Bars. Signs in English and Russian. A sneaker store with cling-wrapped Nikes in the window.

Another store, full of graffiti-print sweatshirts and jeans, and then one selling artfully tattered black dresses.

The slow march of the international style: Paris and New York and Los Angeles and even here.

Then, as she got closer to the school, the neighborhood took another turn: off the main road, the apartment buildings turned shabbier, and the sidewalks were jumbled with trashcans and trash bags and beaten-up cars.

A huge older woman stood in a threadbare nightgown on the corner, murmuring quietly to herself.

Children picked their way through the crowded sidewalks, hunched under their backpacks.
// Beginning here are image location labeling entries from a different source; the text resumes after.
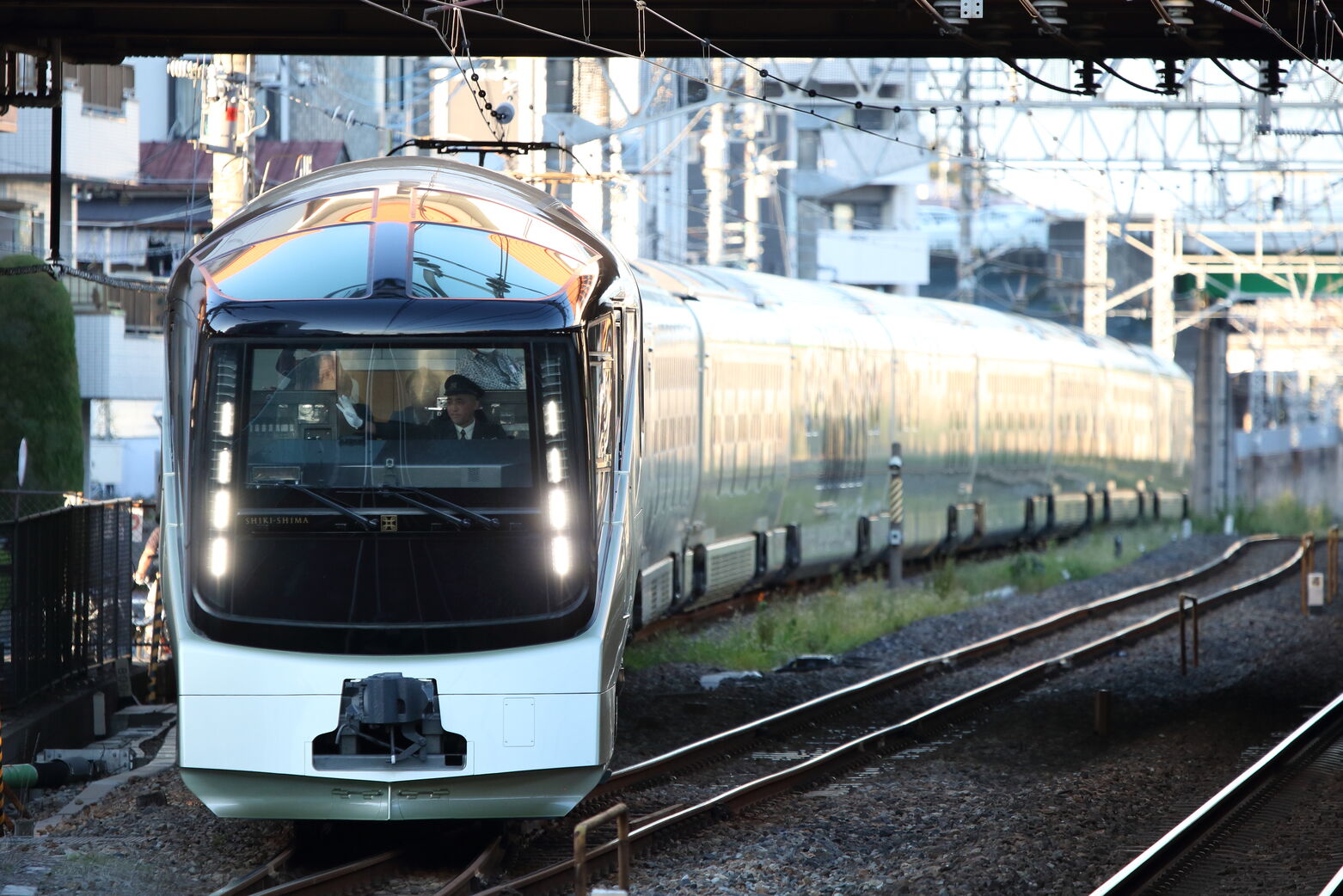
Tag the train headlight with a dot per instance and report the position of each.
(224, 466)
(226, 420)
(559, 509)
(219, 516)
(555, 465)
(561, 555)
(218, 556)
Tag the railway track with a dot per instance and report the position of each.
(1269, 831)
(672, 819)
(647, 825)
(367, 872)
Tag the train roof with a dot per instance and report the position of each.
(984, 331)
(389, 176)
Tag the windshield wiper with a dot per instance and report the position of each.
(444, 515)
(401, 490)
(334, 506)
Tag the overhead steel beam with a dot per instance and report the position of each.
(107, 30)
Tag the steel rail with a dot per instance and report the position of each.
(834, 762)
(743, 736)
(253, 881)
(1159, 857)
(461, 884)
(340, 879)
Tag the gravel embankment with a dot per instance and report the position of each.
(1024, 801)
(1029, 800)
Some had parents trailing them, but others, who seemed to be only five or six years old, walked by themselves.

Down the middle of the street a kid whooshed by on a scooter. The woman in the nightgown shouted out what sounded like a curse as the kid peeled away.

Amy followed him.

Many of the shop signs here had faded Cyrillic on them, painted over but still visible on the brick.

Amy wondered what the people here thought of the Russians in their midst. Were they aware of them?

Did they bother them? Or did they welcome them?

If half the population wanted to return to the USSR, maybe these Russian visitors were as welcome as she was.

More welcome, even. Or else viewed as invaders.

This was probably why Andrei didn’t go out during the daytime.